A multilingual family story

Patricia was kind enough to share her family's story of many languages.
Vielen Dank!

~ Sarah


Let me write in English, as my fingers move faster in this language.

We are both native Germans, my husband and I, and at home we both speak only German with our children, who attend an English speaking or at least bilingual school wherever we are living (changes every 4 or so years). Result? There is no way you can tell how well a bilingual speaker your child becomes.

One thing seems to be true. Children need to be exposed to non-native-toungue in the age of four to eight months - no matter what language, even if it were Chinese or Suaheli. During this timewindow, the brain developes its "second (third etc) language center" and if exposed to another "code", the connections in this area won't be disconnected ... your ability to speak/think/dream in another code is getting hard-wired.
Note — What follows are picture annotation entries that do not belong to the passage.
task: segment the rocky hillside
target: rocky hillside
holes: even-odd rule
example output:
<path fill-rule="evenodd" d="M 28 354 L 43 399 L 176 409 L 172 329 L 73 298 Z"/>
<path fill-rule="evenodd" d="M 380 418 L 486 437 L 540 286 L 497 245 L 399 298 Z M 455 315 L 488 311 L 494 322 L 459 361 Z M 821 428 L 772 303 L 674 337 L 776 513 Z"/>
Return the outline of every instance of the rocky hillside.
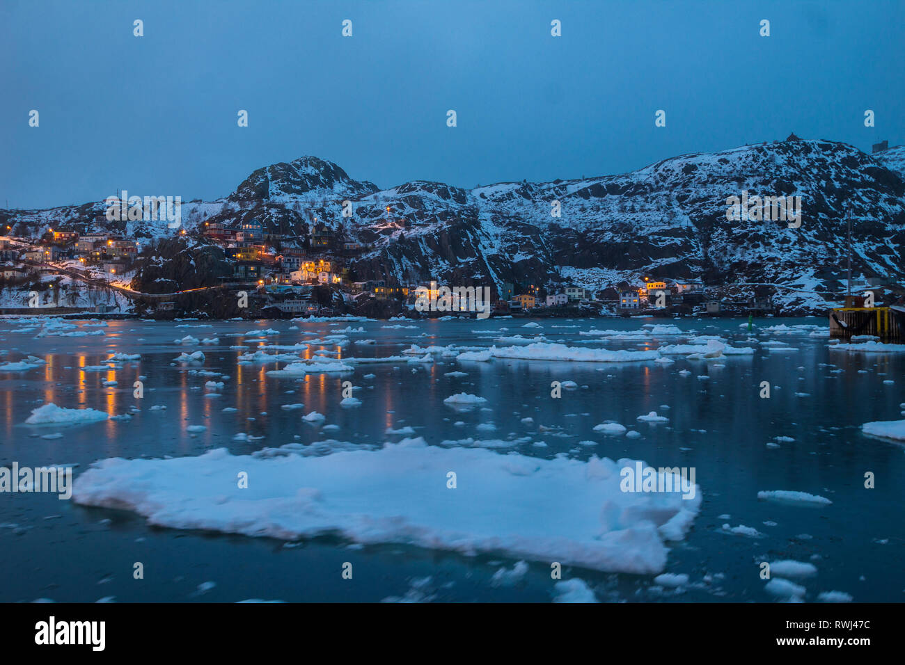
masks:
<path fill-rule="evenodd" d="M 900 147 L 871 156 L 793 136 L 620 176 L 470 190 L 414 181 L 379 190 L 309 157 L 254 171 L 221 201 L 184 204 L 183 216 L 189 227 L 256 219 L 300 235 L 326 225 L 338 238 L 370 246 L 355 261 L 359 280 L 574 283 L 599 291 L 643 275 L 701 277 L 708 284 L 780 285 L 776 297 L 786 310 L 819 310 L 844 289 L 847 210 L 855 218 L 855 277 L 905 281 L 902 157 Z M 800 196 L 800 226 L 728 219 L 727 198 L 743 191 Z M 351 217 L 342 215 L 345 200 Z M 43 215 L 61 228 L 97 218 L 89 205 L 65 214 L 0 212 L 0 221 L 34 223 Z"/>

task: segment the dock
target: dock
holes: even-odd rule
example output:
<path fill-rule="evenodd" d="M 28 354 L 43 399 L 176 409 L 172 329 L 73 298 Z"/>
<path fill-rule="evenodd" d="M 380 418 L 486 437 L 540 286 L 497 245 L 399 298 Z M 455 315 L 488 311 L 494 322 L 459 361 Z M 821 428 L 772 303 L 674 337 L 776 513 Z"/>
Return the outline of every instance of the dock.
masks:
<path fill-rule="evenodd" d="M 830 337 L 850 339 L 873 335 L 881 341 L 905 343 L 905 307 L 843 307 L 830 310 Z"/>

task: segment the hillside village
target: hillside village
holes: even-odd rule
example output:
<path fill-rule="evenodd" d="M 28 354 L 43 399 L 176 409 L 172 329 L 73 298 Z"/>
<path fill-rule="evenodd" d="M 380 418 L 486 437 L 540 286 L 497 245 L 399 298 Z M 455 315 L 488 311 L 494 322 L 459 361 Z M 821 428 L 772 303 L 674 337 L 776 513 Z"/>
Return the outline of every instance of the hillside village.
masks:
<path fill-rule="evenodd" d="M 800 316 L 843 301 L 850 252 L 853 293 L 891 302 L 903 281 L 902 154 L 793 134 L 622 176 L 472 190 L 380 190 L 300 157 L 182 204 L 175 224 L 131 211 L 111 220 L 101 202 L 0 210 L 0 309 L 473 316 L 416 310 L 419 289 L 446 286 L 490 288 L 497 316 Z M 727 195 L 748 191 L 800 193 L 800 223 L 733 221 Z"/>
<path fill-rule="evenodd" d="M 413 312 L 415 291 L 424 287 L 436 298 L 436 281 L 399 283 L 387 280 L 357 280 L 353 260 L 369 249 L 357 242 L 338 240 L 329 229 L 311 227 L 307 237 L 265 232 L 256 221 L 228 228 L 221 222 L 201 224 L 197 231 L 180 229 L 174 233 L 186 246 L 216 247 L 223 251 L 228 274 L 217 278 L 228 290 L 245 290 L 260 299 L 259 310 L 271 316 L 324 316 L 340 313 L 348 308 L 324 304 L 312 299 L 315 288 L 327 288 L 341 297 L 342 303 L 354 307 L 365 298 L 385 303 L 394 313 Z M 99 288 L 105 282 L 111 288 L 131 290 L 136 266 L 142 252 L 153 244 L 110 233 L 48 229 L 37 239 L 0 236 L 0 284 L 5 287 L 34 284 L 52 285 L 60 271 L 84 276 Z M 40 286 L 37 288 L 41 288 Z M 48 287 L 43 306 L 65 309 L 63 291 Z M 657 300 L 657 297 L 661 296 Z M 60 299 L 62 299 L 62 300 Z M 643 278 L 639 283 L 621 290 L 593 290 L 575 285 L 548 289 L 534 284 L 504 282 L 491 288 L 492 312 L 496 315 L 566 316 L 576 310 L 586 314 L 637 313 L 653 309 L 678 310 L 684 306 L 706 305 L 705 290 L 700 280 Z M 11 309 L 10 303 L 5 309 Z M 172 301 L 160 301 L 154 310 L 172 309 Z M 758 305 L 759 306 L 759 305 Z M 752 303 L 753 307 L 753 303 Z M 105 312 L 116 308 L 97 306 Z M 712 309 L 712 305 L 711 305 Z M 450 312 L 468 316 L 469 312 Z M 441 315 L 442 316 L 442 315 Z"/>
We see the results with our children. Both younger ones pick up languages very, very fast while for our oldest it is an ordeal each time. She learned French when she was 3 1/2 and English with 5 1/2.
Today, living in a Spanish speaking country, she is in the hightest level English class of the official IB program, but German is now difficult, although she mastered the AP German quite well ... and Spanish ... it is not as easy for her as for our other children. Our son, the middle child was born in France and exposed to French at the age of four month (when he could sit). He speaks three languages fluent by now (he is twelve), all of them without accent: German, English and Spanish. Next year he will take up French (again, after he had been (childen-)fluent in that language when we left Belgium some years ago). We will see how much will come back.

My little one ... I speak to her in German, she answers in English. She has difficulties to get a complete sentence out in German, but when at "home" (Germany) for only a week, you would not think that she never had lived in Germany or would even know another language. Although tackling the language issue from a different angle than our son (he is as well very well settled in grammar) she as well is fluent trilingual English/Spanish/German.
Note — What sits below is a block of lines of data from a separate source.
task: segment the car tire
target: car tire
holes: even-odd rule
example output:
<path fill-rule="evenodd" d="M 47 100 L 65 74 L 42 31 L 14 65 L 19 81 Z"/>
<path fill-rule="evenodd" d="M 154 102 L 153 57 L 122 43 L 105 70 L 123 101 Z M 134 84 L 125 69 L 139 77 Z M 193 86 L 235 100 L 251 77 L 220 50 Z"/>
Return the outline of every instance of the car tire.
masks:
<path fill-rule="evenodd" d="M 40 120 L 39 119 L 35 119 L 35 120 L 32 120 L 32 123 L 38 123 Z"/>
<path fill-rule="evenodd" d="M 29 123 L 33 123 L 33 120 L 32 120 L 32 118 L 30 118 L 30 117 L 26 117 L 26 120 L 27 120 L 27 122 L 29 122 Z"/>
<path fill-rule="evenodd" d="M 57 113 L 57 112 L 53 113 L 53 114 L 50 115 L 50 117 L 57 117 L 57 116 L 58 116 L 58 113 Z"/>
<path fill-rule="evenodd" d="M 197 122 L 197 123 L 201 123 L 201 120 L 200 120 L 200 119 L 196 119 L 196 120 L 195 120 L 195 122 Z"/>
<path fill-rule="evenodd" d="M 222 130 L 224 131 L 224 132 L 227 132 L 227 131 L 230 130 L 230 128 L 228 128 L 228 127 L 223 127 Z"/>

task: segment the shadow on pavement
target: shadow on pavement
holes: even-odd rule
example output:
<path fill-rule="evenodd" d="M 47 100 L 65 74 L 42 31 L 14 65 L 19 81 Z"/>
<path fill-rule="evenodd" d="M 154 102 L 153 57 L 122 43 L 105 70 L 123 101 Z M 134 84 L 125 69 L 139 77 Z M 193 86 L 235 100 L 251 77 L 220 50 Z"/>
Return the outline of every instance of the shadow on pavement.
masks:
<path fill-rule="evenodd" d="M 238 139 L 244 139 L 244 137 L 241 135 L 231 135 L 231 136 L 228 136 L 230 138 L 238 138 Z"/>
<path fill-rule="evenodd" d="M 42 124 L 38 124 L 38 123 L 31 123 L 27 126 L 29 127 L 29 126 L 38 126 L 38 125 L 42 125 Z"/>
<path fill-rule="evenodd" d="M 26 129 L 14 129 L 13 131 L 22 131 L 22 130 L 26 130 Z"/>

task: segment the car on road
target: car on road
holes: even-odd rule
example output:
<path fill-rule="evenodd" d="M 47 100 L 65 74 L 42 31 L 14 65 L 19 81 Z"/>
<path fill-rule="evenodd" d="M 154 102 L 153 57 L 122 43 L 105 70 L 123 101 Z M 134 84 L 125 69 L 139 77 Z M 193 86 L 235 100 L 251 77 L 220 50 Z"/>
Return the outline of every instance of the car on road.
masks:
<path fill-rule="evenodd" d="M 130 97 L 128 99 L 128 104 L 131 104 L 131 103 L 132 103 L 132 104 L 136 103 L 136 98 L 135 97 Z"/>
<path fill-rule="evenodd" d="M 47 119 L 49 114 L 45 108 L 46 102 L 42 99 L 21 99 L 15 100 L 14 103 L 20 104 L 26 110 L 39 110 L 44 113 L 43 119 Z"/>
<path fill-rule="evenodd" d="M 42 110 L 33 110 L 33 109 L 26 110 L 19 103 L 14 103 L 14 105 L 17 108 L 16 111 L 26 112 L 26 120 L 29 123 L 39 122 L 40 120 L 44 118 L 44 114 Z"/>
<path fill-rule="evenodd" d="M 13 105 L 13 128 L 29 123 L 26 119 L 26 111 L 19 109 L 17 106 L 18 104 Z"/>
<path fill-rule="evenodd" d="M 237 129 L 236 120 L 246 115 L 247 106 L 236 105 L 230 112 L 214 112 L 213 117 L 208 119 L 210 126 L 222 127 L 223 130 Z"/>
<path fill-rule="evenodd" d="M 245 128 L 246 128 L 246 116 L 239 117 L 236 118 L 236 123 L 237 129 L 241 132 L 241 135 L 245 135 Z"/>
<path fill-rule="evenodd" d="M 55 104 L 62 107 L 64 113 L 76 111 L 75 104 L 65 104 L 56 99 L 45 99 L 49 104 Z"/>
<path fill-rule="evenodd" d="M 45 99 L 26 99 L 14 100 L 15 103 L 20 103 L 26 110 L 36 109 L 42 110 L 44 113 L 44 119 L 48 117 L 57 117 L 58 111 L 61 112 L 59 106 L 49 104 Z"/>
Well, you see: three children, three different stories. What's genom, what's environment, what's place you were living in? I can't tell. It is difficult.

Viele Gruesse an Deinen Mann. Ich denke, das beste was ihr tun koennt, ist ganz fest bei eurer jeweiligen Sprache bleiben. Du sprichst mit Deinen Kindern Englisch und Dein Mann Deutsch. Dann werden sie immer die eine Sprache mit dem einen Gesicht verbinden und nicht die beiden durcheinander werfen. Doch das funktioniert auch nicht immer, wie man bei unserer kleinen sieht - oder vielleicht doch ... da sie mit Omi, die wenig English versteht, nur Deutsch spricht, waehrend sie mit Oma, die mehrere Jahre in England lebte und vermutlich auf Englisch reagiert, in Englisch conversiert.